「キミは優秀だったけどねェ、子供はイマイチなんか?ちっとも出ないよ」
わが家のスティックブロッコリーは、おん年3歳。
つまり3年生きて4年目の冬を迎えようとしている。
その姿はブロッコリーとは思えぬ風格を備え、5ツに枝分かれしたサマは盆栽の体(てい)を成している。

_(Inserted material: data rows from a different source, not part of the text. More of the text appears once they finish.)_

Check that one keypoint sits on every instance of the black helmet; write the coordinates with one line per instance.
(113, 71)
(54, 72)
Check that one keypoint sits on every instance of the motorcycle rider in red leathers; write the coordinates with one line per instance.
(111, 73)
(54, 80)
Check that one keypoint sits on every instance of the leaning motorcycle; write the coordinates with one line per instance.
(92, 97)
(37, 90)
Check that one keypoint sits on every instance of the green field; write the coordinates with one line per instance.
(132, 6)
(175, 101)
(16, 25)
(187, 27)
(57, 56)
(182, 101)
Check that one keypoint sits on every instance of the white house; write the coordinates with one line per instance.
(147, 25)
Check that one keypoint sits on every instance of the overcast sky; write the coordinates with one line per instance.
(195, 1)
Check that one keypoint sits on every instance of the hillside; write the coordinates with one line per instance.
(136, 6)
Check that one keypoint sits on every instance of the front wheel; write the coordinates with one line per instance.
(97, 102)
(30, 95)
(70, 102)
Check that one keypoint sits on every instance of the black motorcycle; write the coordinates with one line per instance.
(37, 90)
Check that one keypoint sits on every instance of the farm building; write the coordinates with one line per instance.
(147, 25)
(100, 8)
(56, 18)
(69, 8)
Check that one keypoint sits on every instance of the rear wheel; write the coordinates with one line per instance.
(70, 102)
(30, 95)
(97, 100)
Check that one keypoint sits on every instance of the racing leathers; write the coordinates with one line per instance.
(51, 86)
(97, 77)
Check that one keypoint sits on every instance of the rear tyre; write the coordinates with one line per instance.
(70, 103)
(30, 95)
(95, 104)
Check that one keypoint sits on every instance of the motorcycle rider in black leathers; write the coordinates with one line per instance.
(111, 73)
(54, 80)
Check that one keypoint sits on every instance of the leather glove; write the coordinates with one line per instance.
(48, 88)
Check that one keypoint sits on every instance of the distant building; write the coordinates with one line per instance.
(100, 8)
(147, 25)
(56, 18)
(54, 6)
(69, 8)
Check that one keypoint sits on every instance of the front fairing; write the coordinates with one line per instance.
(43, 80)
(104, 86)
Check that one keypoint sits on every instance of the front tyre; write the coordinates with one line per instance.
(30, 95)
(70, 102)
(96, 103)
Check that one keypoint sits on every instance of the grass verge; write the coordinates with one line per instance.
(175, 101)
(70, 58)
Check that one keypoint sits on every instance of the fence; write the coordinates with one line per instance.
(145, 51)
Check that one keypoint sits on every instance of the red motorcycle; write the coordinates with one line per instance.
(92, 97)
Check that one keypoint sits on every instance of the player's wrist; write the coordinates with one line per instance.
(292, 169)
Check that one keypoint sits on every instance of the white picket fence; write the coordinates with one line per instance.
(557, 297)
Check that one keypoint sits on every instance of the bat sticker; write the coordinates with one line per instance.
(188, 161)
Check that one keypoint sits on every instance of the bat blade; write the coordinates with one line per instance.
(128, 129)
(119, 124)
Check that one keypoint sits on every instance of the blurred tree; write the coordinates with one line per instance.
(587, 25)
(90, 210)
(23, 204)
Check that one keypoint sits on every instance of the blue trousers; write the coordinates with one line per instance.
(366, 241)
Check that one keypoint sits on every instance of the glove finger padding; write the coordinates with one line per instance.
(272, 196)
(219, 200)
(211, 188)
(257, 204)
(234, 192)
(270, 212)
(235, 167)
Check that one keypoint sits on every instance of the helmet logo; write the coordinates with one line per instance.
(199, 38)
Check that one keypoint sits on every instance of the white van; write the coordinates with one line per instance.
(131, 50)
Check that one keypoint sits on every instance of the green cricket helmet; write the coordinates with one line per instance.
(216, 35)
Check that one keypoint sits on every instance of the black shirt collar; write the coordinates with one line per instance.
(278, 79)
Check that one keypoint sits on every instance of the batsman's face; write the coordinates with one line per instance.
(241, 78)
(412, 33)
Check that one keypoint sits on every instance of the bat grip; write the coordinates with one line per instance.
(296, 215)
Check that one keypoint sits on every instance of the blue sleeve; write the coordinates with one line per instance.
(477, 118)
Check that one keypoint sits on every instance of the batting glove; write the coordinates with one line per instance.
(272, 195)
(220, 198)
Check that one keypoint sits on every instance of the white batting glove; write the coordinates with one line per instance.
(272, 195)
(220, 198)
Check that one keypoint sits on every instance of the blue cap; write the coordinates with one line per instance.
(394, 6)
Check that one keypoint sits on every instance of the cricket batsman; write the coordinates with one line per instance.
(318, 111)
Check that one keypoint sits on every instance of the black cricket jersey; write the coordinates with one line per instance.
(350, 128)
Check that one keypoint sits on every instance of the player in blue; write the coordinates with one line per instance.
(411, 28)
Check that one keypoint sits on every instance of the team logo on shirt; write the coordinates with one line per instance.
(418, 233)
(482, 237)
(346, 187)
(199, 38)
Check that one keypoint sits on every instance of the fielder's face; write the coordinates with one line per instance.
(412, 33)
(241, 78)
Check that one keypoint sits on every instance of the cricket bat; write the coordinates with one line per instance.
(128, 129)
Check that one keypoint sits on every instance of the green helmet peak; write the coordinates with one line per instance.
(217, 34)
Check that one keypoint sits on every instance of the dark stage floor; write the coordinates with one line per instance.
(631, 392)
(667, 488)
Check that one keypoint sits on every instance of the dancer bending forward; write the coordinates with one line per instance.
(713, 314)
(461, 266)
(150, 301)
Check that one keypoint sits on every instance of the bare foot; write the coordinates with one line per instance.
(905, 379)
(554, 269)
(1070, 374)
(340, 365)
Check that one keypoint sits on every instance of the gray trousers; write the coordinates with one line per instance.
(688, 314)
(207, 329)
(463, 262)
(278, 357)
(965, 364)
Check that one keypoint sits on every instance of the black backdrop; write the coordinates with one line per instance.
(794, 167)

1番高い枝の分岐枝が折れたので、元の形にしてセロテープで繋いでおいた。
なんとその枝は復活して、グインと曲がったあとまた天に向いた。
驚くべき生命力である。
もはや木となった野菜に向かって前述の言葉をかけたのが、10日程前だったか。
今日水をやろうとしてふとてっぺんを見て驚いた。
「スティックブロッコリーだ!」
こうなるとただのブロッコリーではない。
敬意を込めて「サー・ブロッコリー」と呼ばねばと思ってしまう。
先端に立つ2ツの花蕾を恭しくハサミで切り取り、食用にすべく台所へ運んだ。
「サー・ブロッコリー」は、と書いてちょっと長ったらしいナ、と考えなおす。
「サブロー」に変えてもよろしいか、とは相談しなかったが、以後そう呼ぶことにした。
「サブロー」は3年の間私たちの食卓を潤してくれた。
昨年末の花蕾を5〜6本採らずに放置し、作るまで待った。
カサカサになったところで鉢の土にしごいて蒔いた。
種は100パーセント近く発芽し、ブロッコリースプラウトを賞味した。
何本か残しておいたら8本が成長し、5本を息子の庭へ、3本を我が家においた。
立派なブロッコリーになっている。
けれどもブロッコリーと呼ぶのは花蕾の部分、我が家のソレは今だ見当たらない。
親の「サブロー」は4シーズン目も健在だというのに。
いや、子は奥手なのかもしれない。
もっと寒くなったら、ひょっとしてスティックならぬ森のごとき蕾をつけるやもしれぬ。